Trump Will Resign, Then Declare Victory

Art of deal co-author

The man who co-authored “Art of the Deal” with Donald Trump ― a book often cited on the campaign trail last year ― said the president will soon look for a way out of all of his administration’s scandals.

“There is no right and wrong for Trump, there’s winning and losing,” Tony Schwartz told CNN’s Anderson Cooper. “And right now, he is in pure terror that he is going to lose.”


Schwartz predicts that Trump would eventually “lose,” but said he won’t go through an impeachment process. 

“I surely believe that at some point over the next period of time he’s going to have to figure out a way to resign,” Schwartz said in comments posted online by Mediate. But in quitting, Trump will try to “figure out a way, as he has done all his career, to turn a loss into a victory so he will declare victory when he leaves.” 

Earlier in the segment Schwartz told Cooper that Trump was “in a pretty significant meltdown. He added:

“I think he’s reacting from a survival place. I think he’s being run by the part of his brain that’s reactive and impulsive, not capable of reflection and I think he’s in pure defensive mode.”

Schwartz, who wrote an op-ed about Trump earlier this week in The Washington Post, also had a warning for some of those closest to the president. 

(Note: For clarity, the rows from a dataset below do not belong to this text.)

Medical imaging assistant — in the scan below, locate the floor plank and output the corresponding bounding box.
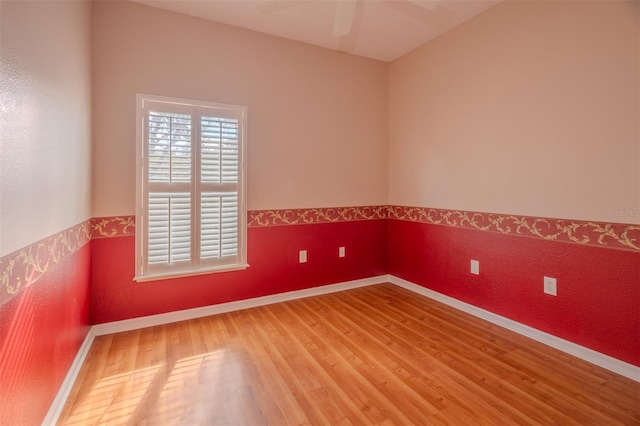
[59,284,640,425]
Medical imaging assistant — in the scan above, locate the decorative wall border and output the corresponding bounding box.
[247,206,389,228]
[0,216,135,306]
[91,216,136,239]
[388,206,640,252]
[0,206,640,306]
[0,220,92,306]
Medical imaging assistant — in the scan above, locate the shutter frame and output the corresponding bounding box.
[135,94,248,281]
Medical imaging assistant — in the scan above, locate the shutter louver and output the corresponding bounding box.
[149,192,191,264]
[200,116,239,259]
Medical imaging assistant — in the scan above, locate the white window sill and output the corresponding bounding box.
[133,263,249,283]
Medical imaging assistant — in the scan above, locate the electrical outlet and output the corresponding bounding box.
[471,260,480,275]
[544,277,558,296]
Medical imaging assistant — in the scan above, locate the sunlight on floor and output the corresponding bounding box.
[65,350,243,425]
[67,365,161,425]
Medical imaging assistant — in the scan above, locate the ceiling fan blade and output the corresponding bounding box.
[407,0,441,10]
[333,0,356,37]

“Evidence of his meltdown is the fact that he’s starting to scream at Jared Kushner,” Schwartz said. “Honestly, I think his kids are next.”


Schwartz said Trump’s sons might be spared for now since they’re not really in the White House picture. 

“I can honestly easily see him going after Ivanka if she says the wrong thing right now,” Schwartz said. “I remember very vividly when I was working with him how terrified people would be of going up against him in any way when you could sense that he was feeling I can guarantee you he is feeling right now.” 


Last year, Schwartz repeatedly criticized Trump despite having worked with him. He also advised the Hillary Clinton campaign for free. 

“This is my penance for having created a man who has become a monster,” he said in September. “I’ve spent 30 years feeling bad about it.” 


Schwartz also said he would be donating his share of the profits from “Art of the Deal” to the National Immigration Law Center, an organization that aids low-income immigrants.